Sonbahar ve kış aylarının yağışsız geçmesi nedeniyle bir çok şehirde barajlar ve göllerde su seviyelerinde ciddi azalmalar meydana geldi.
İstanbul barajlarındaki doluluk oranı İSKİ verilerine göre yüzde 20'nin altına indi. Bir başka deyişle İstanbul’un içme suyu kaynaklarının yüzde 80’i boş durumda.
Akşam'da yer alan haberde uzmanlar bu durumun artan nüfusla birlikte aşırı su talebinden kaynaklandığını bu durumun önüne geçebilmek için su kaynaklarının korunması ve artırılmasına yönelik önerilerde bulundu.
Kuraklık ve su kaynaklarının yönetiminin şehir planlaması ve nüfusla doğrudan ilişkisi olduğunu söyleyen Dr. Mikdat Kadıoğlu, “Şu an su stresinde olan Türkiye 2030 yılında su sıkıntısı yaşamaya, 2050’den sonra ise su fakiri olmaya aday. Artan nüfus, iklim değişikliği ve azalan su kaynakları nedeniyle kişi başına kullanılabilir yıllık su miktarının bin metreküpün altına inmesiyle Türkiye’nin su fakiri olması bekleniyor. İstanbul’un kronik problemi de su stresidir, yani yüksek nüfus ve aşırı talep. İstanbul’un kendi su kaynaklarına göre bir nüfusu olsaydı bu sıkıntılar yaşanmazdı” dedi.
Kadıoğlu, önerilerini şu şekilde sıraladı: “Kuraklık ve su sıkıntısı ile mücadele için şehir yönetimlerinin yeni bilimsel yaklaşımlarla konuyu bütün olarak ele almalı. Binaların çatılarından gelen yağmur suları sarnıçlarda depolanıp, yani yağmur suyu hasadı yapılarak kullanım suyu olarak değerlendirmeli. Şehir ve çevresinde kullanılabilecek su kaynaklarının küresel iklimden nasıl etkileneceği belirlenerek şehirlerin ideal nüfus ve sanayi kapasitesi hesaplanmalıdır. Böylece su arz ve talep dengesi kurularak kent planlanmalıdır.”
"Yer altı barajları gündeme gelmeli"
Kuraklık riskini en aza indirmek için yağmur suyunun depolanmasına ve yer altı barajlarının yapılmasına işaret eden Dr. Zekai Şen ise, “Kuraklıkla mücadelede yağmur hasadı iyi bir yöntemdir. Yer altı suları dünyanın en zengin su kaynaklarıdır. Yüzde 60 oranında su yer altındadır.
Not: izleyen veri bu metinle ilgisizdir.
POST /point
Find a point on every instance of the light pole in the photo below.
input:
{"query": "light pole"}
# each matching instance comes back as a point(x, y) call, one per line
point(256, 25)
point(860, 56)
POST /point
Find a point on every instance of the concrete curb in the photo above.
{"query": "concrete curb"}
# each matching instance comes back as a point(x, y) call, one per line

Türkiye’de henüz yok ama yer altı barajları kuraklıkla mücadele için çok önemli” dedi.
Dr. Hüseyin Toros, “İstanbul sularının bir kısmı İSKİ barajlarında, bir kısmı da Melen Çayı veya Yeşilçay, Istranca derelerinden geliyor. 2020 yılı boyunca aralık harici önceki aylara baktığımız zaman 477 milyon metreküp suyun İstanbul dışından geldiğini görüyoruz. Elimizde var olan su kaynaklarını sanki barajlarımızda su bitmişçesine veya yarın bitecekmiş gibi çalışma yapmamız gerekiyor. Kendi çapımızda suyu nasıl tasarruflu kullanırız diye hızlı bir şekilde çalışmalara devam etmemiz gerekiyor” dedi.